If myomas grow infected, they may trigger pain, discharge, bleeding, from the vagina.
Rarely, prolapse triggers symptoms such as having a sensation of pressure or a lump in the abdomen.
If a myoma prevents the flow of urine, women may have some resistances when urinating, trickle at the end of urination, and hold urine. Urinary tract infections are more likely to form.
Physicians can often identify myomas through a physical examination. During a pelvic examination, physicians may see a myoma, especially if prolapsed. Or physicians may feel a myoma when they reduce the size and shape of the cervix and uterus a (with one gloved hand inside the vagina and the other on top of the abdomen).
If the diagnosis is uncertain, physians may insert an ultrasound device through the vagina into the uterus to recieve an image of the area. This procedure, described transvaginal ultrasonography, is also done to check for blockage of urine flow and for added myomas.
Blood tests are completed to check for anemia.
A Papanicolaou (Pap) or human papillomavirus (HPV) test (referred to as cervical cytology tests) is done to rule out cancer of the cervix.
If myomas produce symptoms, surgery
If myomas are small and do not cause any symptoms, no treatment is needed.
If myomas cause symptoms, they are surgically removed if possible (a procedure called myomectomy). If only the myoma is removed, women can still bear children. However, if myomas are large, removal of the entire uterus (hysterectomy) may be necessary. Either procedure can be done by making a large incision in the abdomen (laparotomy). Sometimes these procedures can be done with instruments inserted through one or more small incisions near the navel (laparoscopy).
If a myoma prolapses, it is removed with instruments inserted through the vagina (transvaginally) if possible.
Cervical myomas is rare. Uterine fibroids (myomas Fibroids- of the uterus) are usually present simultaneously. Large Cervical myomas can relocate or urinary tract partially prolapse into the vagina. Prolapsed fibroids can develop from these ulcers, infections, bleeding or a combination.
On rare occasions by a prolapse to a feeling of pressure or a pelvic mass. Urinary obstruction caused Harnverzögerung, -träufeln or -retention; Urinary tract infections can develop. Diagnosis Physical examination The determination is made because of the physical examination.

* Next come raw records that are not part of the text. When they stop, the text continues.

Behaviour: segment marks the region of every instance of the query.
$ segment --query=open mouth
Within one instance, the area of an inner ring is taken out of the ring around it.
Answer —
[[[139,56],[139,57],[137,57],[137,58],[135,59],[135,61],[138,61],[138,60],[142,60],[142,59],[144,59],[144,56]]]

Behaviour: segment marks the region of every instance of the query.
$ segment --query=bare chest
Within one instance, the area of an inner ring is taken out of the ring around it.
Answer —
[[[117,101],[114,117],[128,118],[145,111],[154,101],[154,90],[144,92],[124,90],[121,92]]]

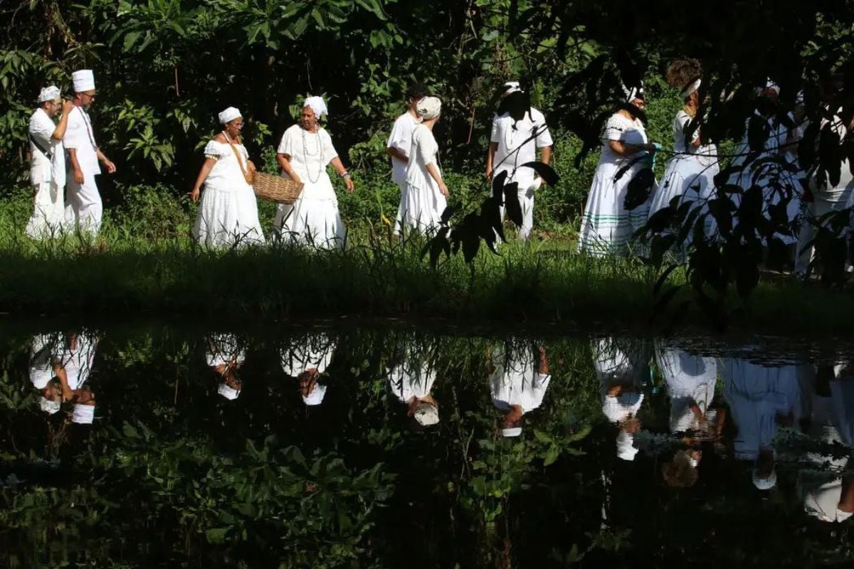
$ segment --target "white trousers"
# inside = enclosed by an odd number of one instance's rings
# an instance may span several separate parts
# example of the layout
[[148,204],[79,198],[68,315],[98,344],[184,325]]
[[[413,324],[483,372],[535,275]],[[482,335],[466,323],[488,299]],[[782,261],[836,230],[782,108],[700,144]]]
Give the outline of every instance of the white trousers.
[[26,223],[26,235],[31,239],[44,239],[58,235],[65,225],[64,188],[54,182],[34,184],[36,197],[32,215]]
[[103,205],[95,174],[85,174],[83,183],[79,184],[69,172],[67,189],[68,205],[65,208],[65,219],[68,227],[78,227],[81,232],[97,235],[101,229]]

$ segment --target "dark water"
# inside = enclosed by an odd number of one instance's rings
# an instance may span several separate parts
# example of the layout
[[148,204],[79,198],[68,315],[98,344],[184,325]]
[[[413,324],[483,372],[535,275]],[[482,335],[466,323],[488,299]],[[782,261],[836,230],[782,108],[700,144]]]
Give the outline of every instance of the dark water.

Cervical myomas, v. a. in prolapse, are often visible in the speculum and sometimes palpable in bimanual palpation.
Transvaginal sonography is only in the following cases: confirmation of a diagnosis of exclusion urinary tract obstruction prove additional fibroids order to rule out anemia, Hb and Hct are diagnosed and made a blood count. Cervical cancer is excluded by cervical cytology. Treatment distance symptomatic fibroids The treatment corresponds to that of leiomyomas of the uterus (uterine fibroids: treatment). Small asymptomatic fibroids do not require surgery. Most symptomatic Zervixmyome be myomectomy (particularly where the preservation of fertility is desired) or, if a myomectomy is difficult to perform, is removed by hysterectomy. Prolapsed fibroids should where possible, be transvaginal removed.